My daughters grew up always on property edged by woods, in small towns but on the far reaches of such. They were great pretenders and while we spent most summer days on the sand by the lake, they would gather mementos from the woods and bring them home tucked inside of baseball caps or sand pails. Berry brown shoulders and peeling noses (in days when the sun was still considered good for our bodies as well as our spirit) bright swimwear at the beginning of summer and faded to pastels by the early days of autumn.
I cannot see the hummingbirds and not think of them as part of the faery kingdom, along with dragonflies and ladybugs, it is a magical world that lingers.
A few summers past on a visit to Penticton’s over the top, five level second hand bookstore, I brought home a coffee table book of faery art but much of it had a kind of darkness that I didn’t love.
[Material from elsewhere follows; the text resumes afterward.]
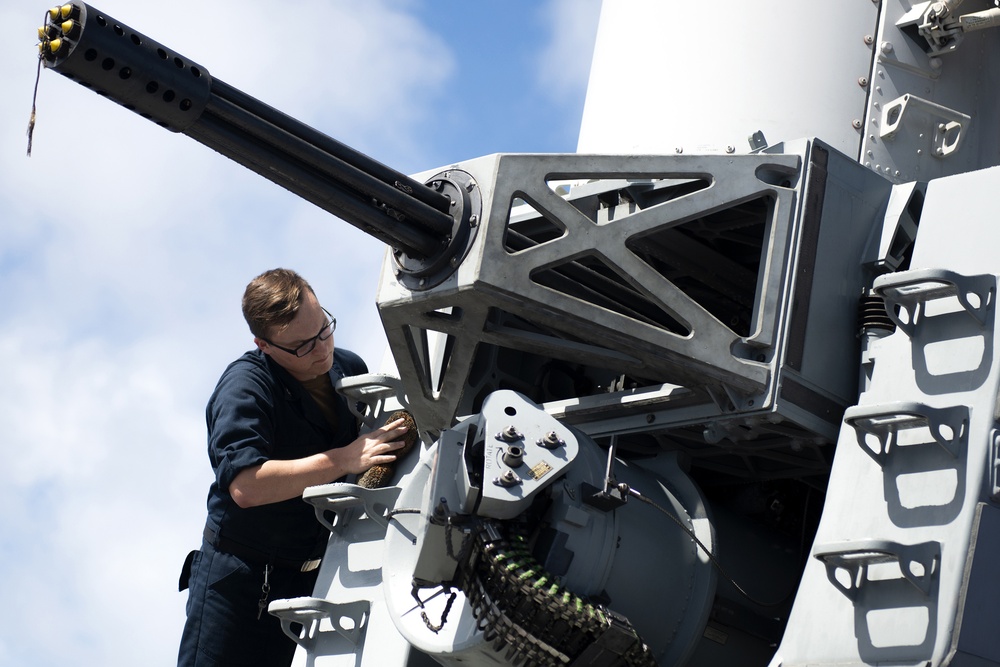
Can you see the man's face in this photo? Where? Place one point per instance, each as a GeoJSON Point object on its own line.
{"type": "Point", "coordinates": [307, 324]}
Brian Froud’s pressed faeries and other lovelies, the old book of flower and woodland fairies, and and everyone’s beloved tinkerbell are all fairly clear images we can conjure.
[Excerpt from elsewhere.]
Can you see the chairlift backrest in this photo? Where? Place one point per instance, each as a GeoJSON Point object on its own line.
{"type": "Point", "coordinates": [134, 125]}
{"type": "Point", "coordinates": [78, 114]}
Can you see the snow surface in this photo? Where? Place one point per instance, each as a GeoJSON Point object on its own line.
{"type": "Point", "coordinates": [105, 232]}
Nordic myths nymphs, faeries and gnomes are beings of a different fibre, more akin to Okanagan stick people and the likes. Some beautiful, some tricksters, and you don’t have to believe for them to play with you! Something about summer, perhaps the meteor showers watched in darkness from blankets on the grass, prairie fireflies, campfire sparks all bring to mind the other worldliness of childhood imaginings, the very best kinds, the ones that do not leave the edge of grown up minds.